L'occasion est trop belle. L'alliance entre sa maison mère et Nissan pourrait propulser Renault V.I. à la deuxième place du classement mondial des constructeurs de camions. Nissan détient en effet 40 % de Nissan Diesel, quatrième fabricant japonais de poids lourds. Et Patrick Faure, le P-DG de Renault V.I., admettait qu'il " ne pouvait se désintéresser de Nissan Diesel ". De fait, " Renault V.I. n'est présent pratiquement qu'en Europe et aux Etats-Unis. Il devait agir rapidement sous peine d'être marginalisé", remarque un analyste du secteur. Cela tombe bien. Le Japon reste bon an mal an le troisième marché mondial. Autant dire qu'un accord avec Nissan Diesel apporterait à Renault V.I. un réseau trop coûteux à construire ex nihilo. Ce serait d'ailleurs l'avantage le plus immédiat.
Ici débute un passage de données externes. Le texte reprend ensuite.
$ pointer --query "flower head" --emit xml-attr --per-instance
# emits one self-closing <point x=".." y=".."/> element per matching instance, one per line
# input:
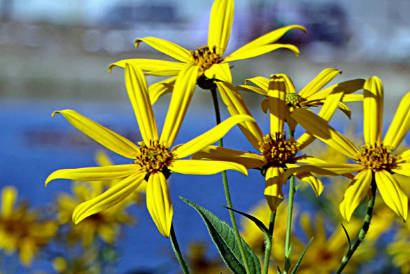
<point x="153" y="159"/>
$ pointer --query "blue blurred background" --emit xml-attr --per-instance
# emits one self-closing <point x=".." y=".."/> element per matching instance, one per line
<point x="55" y="55"/>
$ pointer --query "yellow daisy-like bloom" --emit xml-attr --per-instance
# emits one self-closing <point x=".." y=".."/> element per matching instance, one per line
<point x="153" y="158"/>
<point x="311" y="95"/>
<point x="278" y="159"/>
<point x="21" y="229"/>
<point x="375" y="160"/>
<point x="208" y="60"/>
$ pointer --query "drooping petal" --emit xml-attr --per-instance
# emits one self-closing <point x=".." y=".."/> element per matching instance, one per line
<point x="266" y="39"/>
<point x="355" y="193"/>
<point x="248" y="159"/>
<point x="392" y="193"/>
<point x="373" y="111"/>
<point x="273" y="189"/>
<point x="220" y="25"/>
<point x="199" y="167"/>
<point x="138" y="93"/>
<point x="400" y="124"/>
<point x="236" y="106"/>
<point x="323" y="131"/>
<point x="100" y="173"/>
<point x="221" y="72"/>
<point x="158" y="89"/>
<point x="210" y="137"/>
<point x="166" y="47"/>
<point x="324" y="77"/>
<point x="151" y="66"/>
<point x="100" y="134"/>
<point x="181" y="97"/>
<point x="109" y="198"/>
<point x="159" y="202"/>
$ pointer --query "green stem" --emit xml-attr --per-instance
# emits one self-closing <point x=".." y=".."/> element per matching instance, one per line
<point x="226" y="186"/>
<point x="177" y="251"/>
<point x="269" y="244"/>
<point x="363" y="230"/>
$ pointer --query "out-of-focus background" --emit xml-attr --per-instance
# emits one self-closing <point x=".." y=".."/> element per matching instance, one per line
<point x="55" y="55"/>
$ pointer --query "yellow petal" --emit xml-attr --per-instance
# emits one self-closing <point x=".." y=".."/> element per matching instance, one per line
<point x="138" y="93"/>
<point x="236" y="106"/>
<point x="159" y="203"/>
<point x="220" y="25"/>
<point x="166" y="47"/>
<point x="210" y="137"/>
<point x="248" y="159"/>
<point x="100" y="134"/>
<point x="199" y="167"/>
<point x="373" y="111"/>
<point x="151" y="66"/>
<point x="323" y="131"/>
<point x="109" y="198"/>
<point x="277" y="105"/>
<point x="93" y="173"/>
<point x="392" y="194"/>
<point x="266" y="39"/>
<point x="8" y="199"/>
<point x="158" y="89"/>
<point x="273" y="189"/>
<point x="181" y="97"/>
<point x="324" y="77"/>
<point x="355" y="193"/>
<point x="400" y="124"/>
<point x="221" y="72"/>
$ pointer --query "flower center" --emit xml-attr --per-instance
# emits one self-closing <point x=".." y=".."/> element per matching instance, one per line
<point x="377" y="157"/>
<point x="278" y="150"/>
<point x="294" y="100"/>
<point x="205" y="57"/>
<point x="154" y="157"/>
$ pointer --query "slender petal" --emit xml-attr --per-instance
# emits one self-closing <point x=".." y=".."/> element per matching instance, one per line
<point x="373" y="111"/>
<point x="221" y="72"/>
<point x="400" y="124"/>
<point x="273" y="189"/>
<point x="100" y="134"/>
<point x="210" y="137"/>
<point x="266" y="39"/>
<point x="355" y="193"/>
<point x="139" y="97"/>
<point x="151" y="66"/>
<point x="198" y="167"/>
<point x="160" y="88"/>
<point x="220" y="25"/>
<point x="109" y="198"/>
<point x="93" y="173"/>
<point x="236" y="106"/>
<point x="324" y="77"/>
<point x="159" y="202"/>
<point x="248" y="159"/>
<point x="392" y="194"/>
<point x="166" y="47"/>
<point x="181" y="97"/>
<point x="319" y="127"/>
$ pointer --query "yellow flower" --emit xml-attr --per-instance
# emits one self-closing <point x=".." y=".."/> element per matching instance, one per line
<point x="21" y="229"/>
<point x="153" y="160"/>
<point x="278" y="159"/>
<point x="208" y="60"/>
<point x="375" y="160"/>
<point x="310" y="95"/>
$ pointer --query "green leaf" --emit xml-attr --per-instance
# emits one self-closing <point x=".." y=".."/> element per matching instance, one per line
<point x="301" y="257"/>
<point x="224" y="238"/>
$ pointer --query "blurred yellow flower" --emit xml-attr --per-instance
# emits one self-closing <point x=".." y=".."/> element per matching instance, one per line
<point x="375" y="161"/>
<point x="153" y="160"/>
<point x="22" y="229"/>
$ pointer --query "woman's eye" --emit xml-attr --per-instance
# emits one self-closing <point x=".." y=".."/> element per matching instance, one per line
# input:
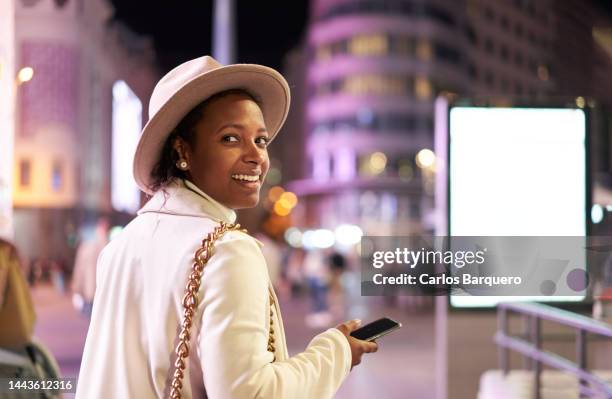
<point x="262" y="141"/>
<point x="230" y="139"/>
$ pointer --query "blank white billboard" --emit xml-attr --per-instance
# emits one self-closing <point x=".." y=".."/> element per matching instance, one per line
<point x="516" y="172"/>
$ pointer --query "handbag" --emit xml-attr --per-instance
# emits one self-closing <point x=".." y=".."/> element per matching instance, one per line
<point x="190" y="302"/>
<point x="17" y="315"/>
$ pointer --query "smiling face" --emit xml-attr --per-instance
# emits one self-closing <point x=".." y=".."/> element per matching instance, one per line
<point x="228" y="159"/>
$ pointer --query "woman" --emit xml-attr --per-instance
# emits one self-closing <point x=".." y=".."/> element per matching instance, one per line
<point x="201" y="156"/>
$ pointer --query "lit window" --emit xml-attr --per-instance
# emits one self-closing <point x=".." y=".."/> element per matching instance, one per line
<point x="543" y="73"/>
<point x="56" y="176"/>
<point x="374" y="85"/>
<point x="422" y="88"/>
<point x="403" y="45"/>
<point x="373" y="164"/>
<point x="323" y="53"/>
<point x="424" y="50"/>
<point x="368" y="45"/>
<point x="25" y="173"/>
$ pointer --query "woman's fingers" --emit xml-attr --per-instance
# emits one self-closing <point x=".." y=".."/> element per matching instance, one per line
<point x="370" y="347"/>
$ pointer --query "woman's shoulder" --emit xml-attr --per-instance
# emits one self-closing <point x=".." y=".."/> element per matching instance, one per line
<point x="239" y="243"/>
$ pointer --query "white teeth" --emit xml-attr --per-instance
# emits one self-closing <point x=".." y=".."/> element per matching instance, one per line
<point x="246" y="177"/>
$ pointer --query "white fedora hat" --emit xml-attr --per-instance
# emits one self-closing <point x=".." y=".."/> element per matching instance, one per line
<point x="192" y="82"/>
Les synergies industrielles, elles, seront plus difficiles à trouver, vu les écarts techniques entre les standards français et japonais. " On peut néanmoins imaginer à terme le partage de certains composants comme les cabines ", poursuit cet analyste. Une opportunité à examiner pour Renault V.I., qui, trop faible dans la gamme des 5 à 16 tonnes, cherchait justement des alliances. Nissan, comme tous les japonais, est un spécialiste de ce segment, qui représente 60 % de sa production. Pourtant, à l'instar des voitures particulières, la branche poids lourds est en pleine déconfiture financière. Des difficultés aggravées par l'effondrement de 40 % l'an passé du marché du Sud-Est asiatique, où Nissan Diesel réalise 73 % de ses ventes. Un plan drastique, annoncé en février, prévoit la suppression d'un quart des effectifs, la réduction de 20 % du nombre de modèles et la restructuration du réseau de distribution. Mais cela sera-t-il suffisant pour faire de Renault V.I. et Nissan Diesel un numéro 2 mondial solide ?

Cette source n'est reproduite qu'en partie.